I'm not dismissing onedrive here but I wanted to say monseur was cheating when he mentioned onedrive/sharepoint as real features of Excel application – they are not directly related to the essence of spreadsheet editing and can be substituted with any solution which does the job, even Dropbox itself.
>There's no serious alternative to Excel for those who rely on its advanced features.
this is just silly, it really means "There's no serious alternative to Excel for those who rely on exclusive Visual Basic macros"
> I'm not dismissing onedrive here but I wanted to say monseur was cheating when he mentioned onedrive/sharepoint as real features of Excel application – they are not directly related to the essence of spreadsheet editing and can be substituted with any solution which does the job, even Dropbox itself.

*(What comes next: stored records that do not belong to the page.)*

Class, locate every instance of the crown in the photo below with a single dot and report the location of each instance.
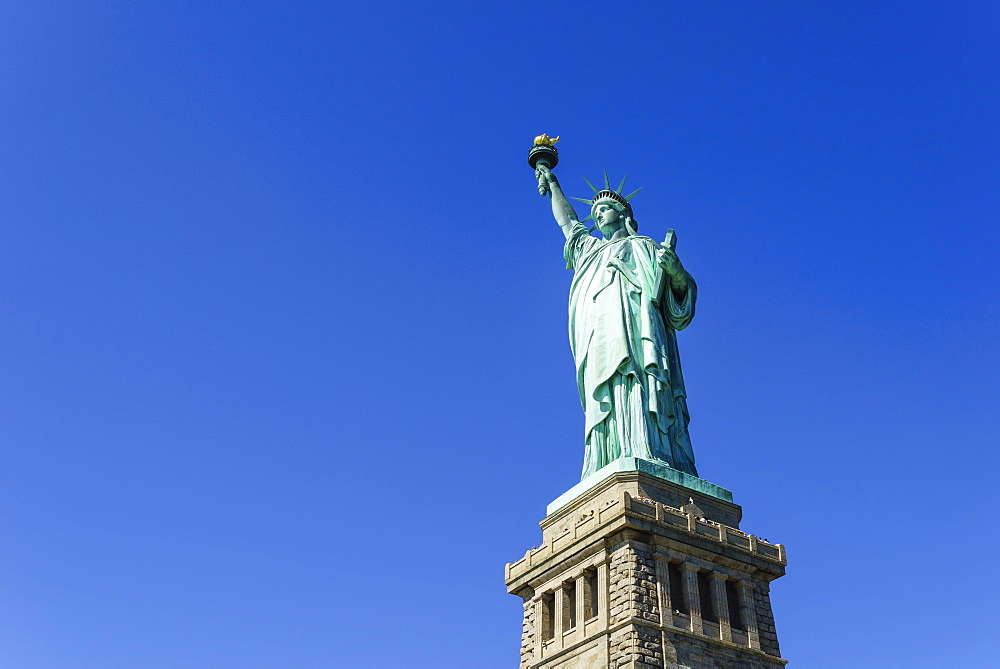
(608, 194)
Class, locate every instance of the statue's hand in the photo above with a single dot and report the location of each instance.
(545, 179)
(669, 261)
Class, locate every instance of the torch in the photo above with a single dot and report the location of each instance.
(543, 152)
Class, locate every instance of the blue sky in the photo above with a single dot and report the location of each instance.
(285, 376)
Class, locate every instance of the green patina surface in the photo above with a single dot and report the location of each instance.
(639, 465)
(629, 296)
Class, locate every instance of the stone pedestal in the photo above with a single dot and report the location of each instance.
(639, 572)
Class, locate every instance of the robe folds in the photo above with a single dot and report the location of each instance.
(628, 371)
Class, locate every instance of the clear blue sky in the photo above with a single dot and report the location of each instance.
(285, 376)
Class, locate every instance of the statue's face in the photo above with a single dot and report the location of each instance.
(608, 219)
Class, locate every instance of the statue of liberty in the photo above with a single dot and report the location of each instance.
(628, 297)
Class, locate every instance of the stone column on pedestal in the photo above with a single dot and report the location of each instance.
(691, 595)
(748, 613)
(721, 606)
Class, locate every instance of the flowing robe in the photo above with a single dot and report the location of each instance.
(623, 338)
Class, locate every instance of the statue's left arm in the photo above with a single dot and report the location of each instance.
(675, 289)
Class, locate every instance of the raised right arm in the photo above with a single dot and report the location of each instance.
(561, 208)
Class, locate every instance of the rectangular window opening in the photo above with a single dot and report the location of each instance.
(569, 605)
(677, 602)
(733, 599)
(708, 611)
(589, 594)
(548, 615)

Not true. Sharepoint and OneDrive are key enablers for real time collaboration. It lets multiple people work on the same file at the same time using native desktop applications. Dropbox has tried to bolt stuff like that on, but it is janky as heck. OpenOffice, etc can't integrate with Excel for real time collaboration (honestly, I'm not sure they support any level of real time collab with anything). Google Sheets won't integrate with Excel for real time. Google is great for collaboration, but sticking everything in Google's cloud system isn't dramatically better than being stuck on Microsoft's stuff. Also Google Sheets just doesn't work as well as Excel.
SharePoint/OneDrive Lists can be directly edited in Excel. The Power platform can directly access/manipulate/transform Excel files in the cloud or on-prem via the Power BI Gateway.
You don't seem to have much of a familiarity with this ecosystem. If you're curious, I'd suggest hunting down these things on learn.microsoft.com, but to dismiss them is only showing your lack of understanding.